Trash talking, I would argue, is primarily about amusing your friends, their sheeplike demeanors and sloping foreheads notwithstanding. The best place I have found for football trash talking is at www.SportsAlarm.com.
Beyond the entertainment factor, though, I would recognize that the sophomoric ritual has one advantage, when properly applied. It magnifies your fantasy triumphs and mitigates your fantasy failures by transforming the eventual point total into an afterthought. Winning makes it seem like your opponent really is a truss-owning, lapel-pin-wearing nitwit. And in defeat, trash talk can be the air bag to break the fall from your hyperbolic heights. The plug-necked yahoos on your team, you can say, will be sacking groceries by the end of the season.
The best trash talk, in my view, is layered and nuanced. And it doesnt focus only on your opponents team. It picks apart your opponent. The idea is to create a shock-and-awe-scale blizzard of nonsense, and the goal is to make your opponent drop his hands from his keyboard in exasperation.
What team does your opponent root for? Accuse a Giants fan of having a Joe Namath pillowcase. Wheres your opponent from? Give a look of concern no matter his reply, then say, I'll try to type slower for you next time. Is your opponent into politics? Label everyone a tax-and-spend corporate shill.

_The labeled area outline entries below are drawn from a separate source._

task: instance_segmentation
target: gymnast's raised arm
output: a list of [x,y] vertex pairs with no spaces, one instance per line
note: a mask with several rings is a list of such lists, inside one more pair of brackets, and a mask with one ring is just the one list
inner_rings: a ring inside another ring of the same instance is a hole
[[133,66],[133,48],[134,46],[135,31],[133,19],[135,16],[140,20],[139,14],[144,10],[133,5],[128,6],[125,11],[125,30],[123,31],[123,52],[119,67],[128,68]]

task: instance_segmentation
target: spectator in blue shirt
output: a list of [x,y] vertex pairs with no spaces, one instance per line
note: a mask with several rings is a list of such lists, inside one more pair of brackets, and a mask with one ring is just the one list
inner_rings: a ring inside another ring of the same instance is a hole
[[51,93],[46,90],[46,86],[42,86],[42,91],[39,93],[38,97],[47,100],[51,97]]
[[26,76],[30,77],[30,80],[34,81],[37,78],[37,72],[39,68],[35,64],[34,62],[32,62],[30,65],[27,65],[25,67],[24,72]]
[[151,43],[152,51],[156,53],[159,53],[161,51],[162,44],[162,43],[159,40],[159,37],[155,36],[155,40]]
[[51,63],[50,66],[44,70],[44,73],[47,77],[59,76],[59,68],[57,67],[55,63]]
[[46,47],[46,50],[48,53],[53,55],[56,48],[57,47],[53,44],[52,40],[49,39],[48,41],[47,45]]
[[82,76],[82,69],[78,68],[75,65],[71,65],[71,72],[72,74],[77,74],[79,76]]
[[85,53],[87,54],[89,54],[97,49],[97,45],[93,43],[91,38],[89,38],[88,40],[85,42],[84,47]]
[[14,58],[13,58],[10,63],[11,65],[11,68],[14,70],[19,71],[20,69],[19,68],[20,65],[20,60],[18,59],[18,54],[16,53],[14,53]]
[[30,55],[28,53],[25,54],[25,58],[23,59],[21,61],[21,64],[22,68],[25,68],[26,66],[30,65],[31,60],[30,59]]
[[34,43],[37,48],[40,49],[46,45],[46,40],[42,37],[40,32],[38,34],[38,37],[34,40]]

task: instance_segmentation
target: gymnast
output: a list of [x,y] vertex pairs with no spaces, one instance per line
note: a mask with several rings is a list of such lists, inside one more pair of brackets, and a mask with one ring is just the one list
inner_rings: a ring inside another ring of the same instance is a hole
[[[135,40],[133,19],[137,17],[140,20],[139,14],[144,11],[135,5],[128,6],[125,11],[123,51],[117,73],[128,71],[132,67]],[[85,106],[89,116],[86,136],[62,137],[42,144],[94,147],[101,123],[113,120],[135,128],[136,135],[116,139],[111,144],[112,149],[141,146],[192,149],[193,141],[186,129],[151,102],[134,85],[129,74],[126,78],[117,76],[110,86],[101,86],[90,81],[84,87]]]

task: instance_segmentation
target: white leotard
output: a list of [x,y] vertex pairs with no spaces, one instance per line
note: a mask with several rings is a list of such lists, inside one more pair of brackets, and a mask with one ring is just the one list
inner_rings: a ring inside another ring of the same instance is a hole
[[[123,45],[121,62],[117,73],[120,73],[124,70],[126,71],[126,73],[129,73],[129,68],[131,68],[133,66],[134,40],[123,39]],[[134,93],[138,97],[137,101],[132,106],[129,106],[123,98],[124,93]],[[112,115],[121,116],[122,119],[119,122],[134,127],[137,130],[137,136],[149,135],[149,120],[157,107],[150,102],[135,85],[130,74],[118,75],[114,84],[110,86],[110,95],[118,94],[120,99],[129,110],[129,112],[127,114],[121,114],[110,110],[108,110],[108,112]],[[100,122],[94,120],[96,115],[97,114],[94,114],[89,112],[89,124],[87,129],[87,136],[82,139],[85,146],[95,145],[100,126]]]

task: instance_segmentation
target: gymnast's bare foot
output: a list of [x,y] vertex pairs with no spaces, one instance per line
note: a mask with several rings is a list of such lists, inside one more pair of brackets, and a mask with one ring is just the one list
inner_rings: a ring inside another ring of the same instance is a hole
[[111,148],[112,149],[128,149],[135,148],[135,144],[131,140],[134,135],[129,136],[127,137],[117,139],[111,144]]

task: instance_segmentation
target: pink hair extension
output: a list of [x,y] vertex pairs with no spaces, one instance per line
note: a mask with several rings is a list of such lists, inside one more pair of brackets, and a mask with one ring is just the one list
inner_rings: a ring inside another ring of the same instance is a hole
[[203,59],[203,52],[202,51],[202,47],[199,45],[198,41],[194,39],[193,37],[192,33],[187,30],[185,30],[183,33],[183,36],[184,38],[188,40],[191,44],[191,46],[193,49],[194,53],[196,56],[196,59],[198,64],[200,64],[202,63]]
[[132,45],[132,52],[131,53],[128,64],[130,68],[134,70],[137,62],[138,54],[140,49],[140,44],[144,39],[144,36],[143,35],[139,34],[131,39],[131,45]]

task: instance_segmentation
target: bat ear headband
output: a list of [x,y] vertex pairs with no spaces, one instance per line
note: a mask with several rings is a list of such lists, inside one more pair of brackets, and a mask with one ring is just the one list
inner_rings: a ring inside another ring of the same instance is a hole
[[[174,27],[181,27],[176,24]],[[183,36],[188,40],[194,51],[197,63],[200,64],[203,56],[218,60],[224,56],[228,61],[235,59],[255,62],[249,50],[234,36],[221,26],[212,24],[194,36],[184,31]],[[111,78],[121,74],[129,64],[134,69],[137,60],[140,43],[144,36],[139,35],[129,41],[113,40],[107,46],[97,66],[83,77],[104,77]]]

Cap all that with a liberal application of irrelevance. For instance, dont just conclude by saying your opponent is a twerp who drafts like my grandmother. Say that your opponent is a sweater-wearing, eyebrow-plucking twerp who drafts his team about as well as Zsa Zsa Gabor gave acceptance speeches at the Oscars. By the time your foe makes sense of that, his starting running back will have had puppies.
But what about you? Hmm? Recall a memorable slam? Have a tried-and-true technique? Know someone who seems impervious to insult? Take a moment and tells us about it. Put together some (fit-for-publication) thoughts. You wont be too busy returning phone messages from your friends, Im sure, to reply.
In addition to the trash talking, the Sports Alarm has a huge gallery of high resolution pictures of beautiful women and models in bikinis. The most popular models are: Lindsay Lohan, Carrie Underwood, Alessandra Ambrosio, and Paris Hilton.